Emergency rooms are not equipped to treat or maintain mental health patients. In addition, 80% of the people who have mental health writs issued against them do not have the means to pay for services, creating a further burden on the institutions that provide services.
“I think we got over a big hurdle,” said CEO of Memorial Hospital at Gulfport Kent Nicaud, regarding the news of the funding. “I worked over three years ago on a protocol process that we felt would be a good fit so we could fix some of this problem we are currently having with nowhere to put our mental health patients that needed our help.”
Everyone at the meeting agreed that pre-hearing placement is a persistent problem.
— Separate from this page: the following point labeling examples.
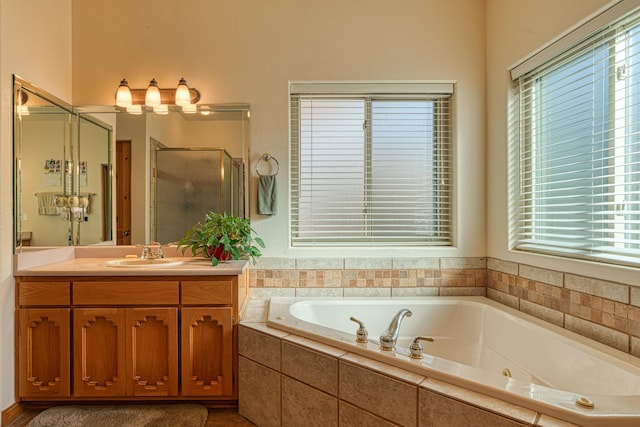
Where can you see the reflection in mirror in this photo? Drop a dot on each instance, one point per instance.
(182, 166)
(63, 167)
(62, 172)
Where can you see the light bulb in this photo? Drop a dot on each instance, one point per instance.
(161, 109)
(183, 96)
(152, 97)
(189, 109)
(123, 95)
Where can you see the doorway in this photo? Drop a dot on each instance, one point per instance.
(123, 192)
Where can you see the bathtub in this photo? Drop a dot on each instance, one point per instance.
(483, 346)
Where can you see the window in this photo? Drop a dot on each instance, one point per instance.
(577, 136)
(371, 164)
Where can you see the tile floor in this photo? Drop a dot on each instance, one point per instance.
(219, 417)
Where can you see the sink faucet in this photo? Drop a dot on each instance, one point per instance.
(149, 253)
(390, 336)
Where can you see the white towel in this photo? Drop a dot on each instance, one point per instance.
(47, 203)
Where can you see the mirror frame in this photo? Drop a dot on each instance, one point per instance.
(76, 117)
(85, 112)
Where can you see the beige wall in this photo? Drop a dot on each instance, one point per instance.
(248, 51)
(516, 28)
(35, 43)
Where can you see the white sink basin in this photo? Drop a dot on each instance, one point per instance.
(143, 263)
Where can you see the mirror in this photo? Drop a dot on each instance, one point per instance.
(128, 205)
(62, 172)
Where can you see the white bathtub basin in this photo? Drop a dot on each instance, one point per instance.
(143, 263)
(483, 346)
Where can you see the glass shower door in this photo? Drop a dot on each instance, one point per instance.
(188, 183)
A committee of Chancery Court judges and leaders from Memorial, Pine Belt and others will work to refine the concept of the diversion center, also serving as a point of entry for the county’s mental health patients and for pre-hearing placement.
“The committee and the community will have to figure that out,” said Executive Director of Pine Belt Mental Health Mona Gautier. “(The grant is) earmarked for Harrison County, so the committee that they’re going to set up is going to work those things out.”
She was optimistic that the county is motivated to make it work.
“It sounds like we have a really great start because this community had started looking at those things many years ago,” she said. “Looking at a diversion center is something that I believe these counties have looked at for a very long time. It would need to be a community effort, so other institutions, other entities would need to work together to make it happen as well.”
A facility would cost between $2.5 and $3 million a year to run so additional funding would have to be found.